Se conformer à l’AI Act : un jeu d’enfants ?

Par Marvin Suzanne, Manager Data chez Nexialog Consulting

L’AI Act, ou Règlement européen sur l’intelligence artificielle, vise à encadrer l’utilisation des systèmes d’IA dans l’Union européenne tout en garantissant un haut niveau de protection de la santé, de la sécurité et des droits fondamentaux. Le secteur financier, très dépendant des technologies numériques, est directement concerné.

L’AI Act adopte une approche fondée sur les risques et classifie les systèmes d’IA selon quatre catégories, avec des exigences graduelles. Les systèmes d’IA à risque inacceptable, jugés dangereux pour les valeurs européennes, sont interdits. Par exemple, l’utilisation de l’IA pour une notation sociale généralisée ou une surveillance biométrique à distance à des fins abusives est strictement prohibée. Viennent ensuite les IA à haut risque, sur lesquelles porte la majeure partie des obligations de l’AI Act, puis à risque limité et faible. Pour les entreprises du secteur financier qui développent des IA à haut risque, l’AI Act impose des contraintes qui s’ajoutent à l’arsenal réglementaire régulant le domaine et introduisent de nouveaux défis. La qualité, traçabilité, sécurité, gouvernance et transparence des données utilisées par ces systèmes seront passées au peigne fin. Les IA à haut risque devront également être accompagnées d’une documentation détaillée expliquant leur fonctionnement, les décisions qu’elles prennent et démontrant leur conformité.

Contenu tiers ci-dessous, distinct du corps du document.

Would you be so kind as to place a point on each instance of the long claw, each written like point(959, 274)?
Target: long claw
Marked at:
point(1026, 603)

Un des effets possibles et redoutés de l’AI Act est d’étouffer l’innovation. Face aux légions d’exigences réglementaires, les jeunes entreprises qui se lancent dans la course à l’IA pourraient être écrasées par le coût de la conformité. Ce risque est adressé par la Commission européenne par l’introduction de bacs à sable réglementaires. Bien connu des acteurs de la FinTech, ce dispositif permet de tester, en conditions réelles et pour une durée limitée, une technologie sous contraintes réglementaires relaxées, tout en bénéficiant de la supervision du régulateur. Lancé pour la première fois en 2016 par l’autorité financière britannique, le “FCA sandbox” a permis à plus de 700 acteurs économiques d’augmenter de 40 % la vitesse de mise sur le marché de leur produit. Mais le bac à sable proposé par l’UE souffre de limitations qui pourraient bien l’empêcher d’égaler le succès de son cousin d’Outre-Manche. Les entreprises participantes seront certes exemptées temporairement de conformité au Règlement, mais demeureront pleinement responsables sur le plan civil. Par ailleurs, la mise en place des bacs à sable réglementaires est de la responsabilité des régulateurs nationaux et non d’une instance européenne. Il y a donc un risque de disparité entre les dispositifs proposés dans chaque État membre. Il sera alors possible aux fournisseurs d’IA de choisir parmi les plus accommodants.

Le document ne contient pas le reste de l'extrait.